RE: Israeli Institutions1 Aug 2025 14:08
People seem to mix up NAV with NPV. Net Asset Value (NAV) is the value of a company’s assets minus its liabilities. This is can be split into core NAV (cash and legacy items), risked NAV (project value discounted for sanction and execution risk) and unrisked NAV (full project value assuming success). The NPV10 is the present value of a single project’s after-tax cash-flows discounted at 10 % per year; it only changes when the resource base, the oil price or project costs change. Because FID removes most development risk, the discount applied to the risked NAV shrinks and the risked NAV moves closer to the unrisked NAV, which in turn is practically the company’s share of the project NPV.
Rockhopper’s 35 % NPV10 in Sea Lion isvUS $1.8 billion at US $70/bbl Brent. Using 906,050,136 fully-diluted shares (645,213,765 (current shares) + 162,813,189 (firm placing) + 40,703,294 (firm warrants) + 35,394,165 (conditional placing) + 8,848,539 (conditional warrants) + 13,077,184 (open offer)), that equals US $1.99 or £1.51 per share.

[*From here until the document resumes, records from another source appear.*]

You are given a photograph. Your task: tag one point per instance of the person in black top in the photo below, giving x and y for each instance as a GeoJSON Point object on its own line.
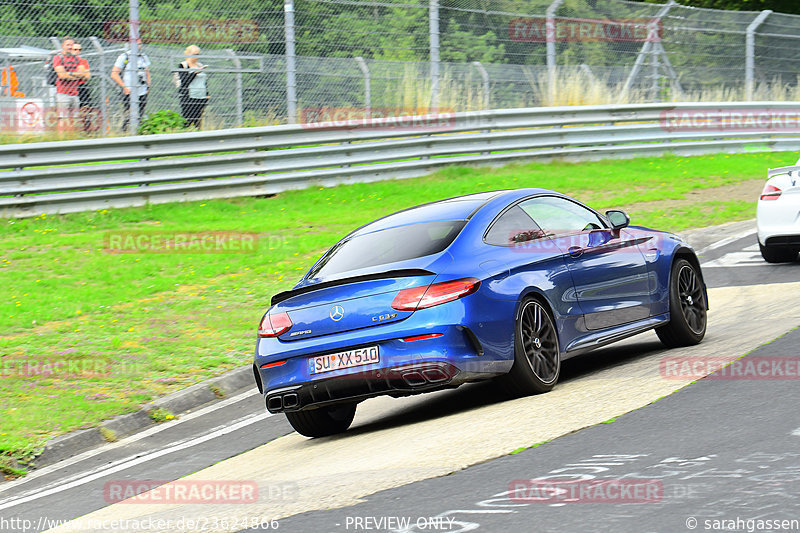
{"type": "Point", "coordinates": [192, 87]}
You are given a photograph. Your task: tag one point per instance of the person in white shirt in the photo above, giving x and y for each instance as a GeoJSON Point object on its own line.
{"type": "Point", "coordinates": [129, 78]}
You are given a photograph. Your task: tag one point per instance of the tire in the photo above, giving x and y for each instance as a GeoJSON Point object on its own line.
{"type": "Point", "coordinates": [687, 307]}
{"type": "Point", "coordinates": [323, 421]}
{"type": "Point", "coordinates": [537, 357]}
{"type": "Point", "coordinates": [777, 255]}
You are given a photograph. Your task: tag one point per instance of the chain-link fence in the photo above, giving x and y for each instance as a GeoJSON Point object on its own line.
{"type": "Point", "coordinates": [319, 60]}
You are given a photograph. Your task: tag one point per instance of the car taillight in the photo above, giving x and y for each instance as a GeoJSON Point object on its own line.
{"type": "Point", "coordinates": [770, 192]}
{"type": "Point", "coordinates": [438, 293]}
{"type": "Point", "coordinates": [274, 325]}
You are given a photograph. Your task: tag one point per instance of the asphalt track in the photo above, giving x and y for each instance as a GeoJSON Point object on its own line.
{"type": "Point", "coordinates": [396, 442]}
{"type": "Point", "coordinates": [720, 455]}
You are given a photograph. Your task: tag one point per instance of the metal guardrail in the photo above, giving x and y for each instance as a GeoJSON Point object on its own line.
{"type": "Point", "coordinates": [70, 176]}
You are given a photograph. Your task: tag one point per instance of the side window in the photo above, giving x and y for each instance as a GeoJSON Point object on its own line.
{"type": "Point", "coordinates": [558, 215]}
{"type": "Point", "coordinates": [512, 227]}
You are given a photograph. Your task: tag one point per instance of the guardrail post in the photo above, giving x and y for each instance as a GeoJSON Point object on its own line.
{"type": "Point", "coordinates": [103, 79]}
{"type": "Point", "coordinates": [750, 50]}
{"type": "Point", "coordinates": [433, 16]}
{"type": "Point", "coordinates": [291, 63]}
{"type": "Point", "coordinates": [133, 60]}
{"type": "Point", "coordinates": [485, 77]}
{"type": "Point", "coordinates": [550, 33]}
{"type": "Point", "coordinates": [367, 85]}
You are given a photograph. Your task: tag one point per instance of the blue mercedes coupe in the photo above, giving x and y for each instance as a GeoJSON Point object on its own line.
{"type": "Point", "coordinates": [502, 284]}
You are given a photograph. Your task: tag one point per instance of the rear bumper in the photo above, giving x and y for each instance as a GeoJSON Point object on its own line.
{"type": "Point", "coordinates": [396, 381]}
{"type": "Point", "coordinates": [782, 241]}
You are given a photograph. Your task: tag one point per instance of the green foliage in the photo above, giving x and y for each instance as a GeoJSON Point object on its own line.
{"type": "Point", "coordinates": [164, 121]}
{"type": "Point", "coordinates": [461, 46]}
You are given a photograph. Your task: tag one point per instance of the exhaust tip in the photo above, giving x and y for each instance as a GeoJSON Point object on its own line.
{"type": "Point", "coordinates": [435, 375]}
{"type": "Point", "coordinates": [414, 379]}
{"type": "Point", "coordinates": [290, 400]}
{"type": "Point", "coordinates": [274, 404]}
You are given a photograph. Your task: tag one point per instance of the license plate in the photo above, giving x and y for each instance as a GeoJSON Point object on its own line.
{"type": "Point", "coordinates": [348, 359]}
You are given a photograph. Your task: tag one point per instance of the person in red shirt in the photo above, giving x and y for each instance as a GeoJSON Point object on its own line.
{"type": "Point", "coordinates": [84, 94]}
{"type": "Point", "coordinates": [66, 66]}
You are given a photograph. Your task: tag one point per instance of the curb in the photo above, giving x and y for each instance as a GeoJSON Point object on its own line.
{"type": "Point", "coordinates": [192, 397]}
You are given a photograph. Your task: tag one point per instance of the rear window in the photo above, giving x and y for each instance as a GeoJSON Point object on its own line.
{"type": "Point", "coordinates": [387, 246]}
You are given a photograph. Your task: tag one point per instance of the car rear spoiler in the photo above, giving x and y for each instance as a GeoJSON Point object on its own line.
{"type": "Point", "coordinates": [782, 170]}
{"type": "Point", "coordinates": [406, 272]}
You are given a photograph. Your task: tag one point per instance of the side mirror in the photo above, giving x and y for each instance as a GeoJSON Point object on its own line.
{"type": "Point", "coordinates": [618, 218]}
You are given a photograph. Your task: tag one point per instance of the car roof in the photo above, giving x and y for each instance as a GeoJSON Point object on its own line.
{"type": "Point", "coordinates": [457, 208]}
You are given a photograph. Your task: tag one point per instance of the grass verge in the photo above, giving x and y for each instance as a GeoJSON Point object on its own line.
{"type": "Point", "coordinates": [87, 334]}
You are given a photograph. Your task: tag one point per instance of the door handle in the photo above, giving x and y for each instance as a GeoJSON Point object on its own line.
{"type": "Point", "coordinates": [575, 251]}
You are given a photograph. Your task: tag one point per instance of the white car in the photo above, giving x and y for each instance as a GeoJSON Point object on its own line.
{"type": "Point", "coordinates": [778, 215]}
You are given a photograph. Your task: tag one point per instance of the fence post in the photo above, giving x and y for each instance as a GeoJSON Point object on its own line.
{"type": "Point", "coordinates": [103, 75]}
{"type": "Point", "coordinates": [485, 77]}
{"type": "Point", "coordinates": [647, 48]}
{"type": "Point", "coordinates": [291, 65]}
{"type": "Point", "coordinates": [133, 60]}
{"type": "Point", "coordinates": [433, 17]}
{"type": "Point", "coordinates": [550, 33]}
{"type": "Point", "coordinates": [750, 50]}
{"type": "Point", "coordinates": [238, 64]}
{"type": "Point", "coordinates": [367, 85]}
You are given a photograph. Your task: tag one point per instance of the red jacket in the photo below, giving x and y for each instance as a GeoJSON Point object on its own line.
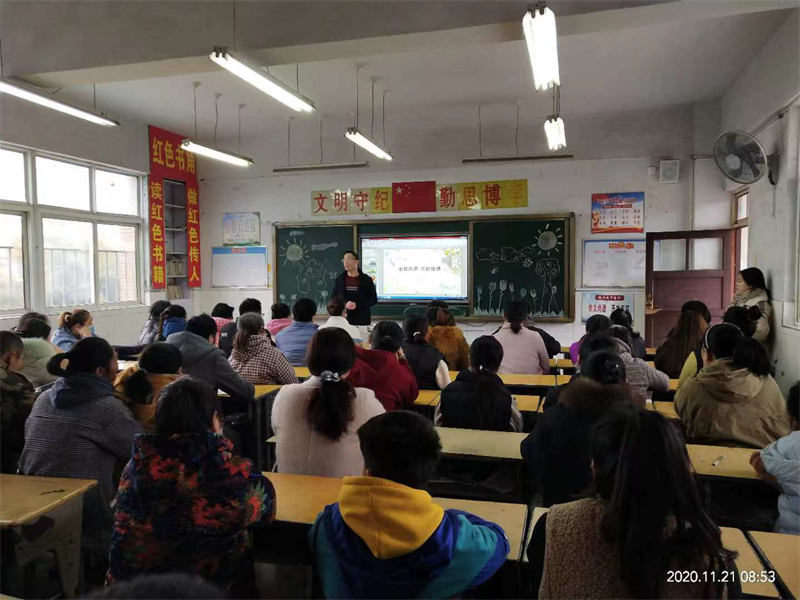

With capex + opex of US $25/bbl, 9 % royalties and 26 % tax, the Sealion NPV10 and the share prices are roughly the following:
$75bbp, NPV $2.01B, share price $2.22 or £1.69
$80bbp, NPV $2.22B, share price $2.45 or £1.87
$85bbp, NPV $2.43B, share price $2.69 or £2.04
If Isobel proves comparable in scale and economics, the combined unrisked NPV would roughly double, taking the unrisked NAV toward £3.02 per share at US $70/bbl and £3.38–£3.74-£4.04 per share at US $75–80-85/bbl. Isobel would, however, still carry a higher risking factor until it reaches the same maturity as Sea Lion, so rationally speaking, market is likely to value it at a deeper discount in the near term. Then again, when is the market rational?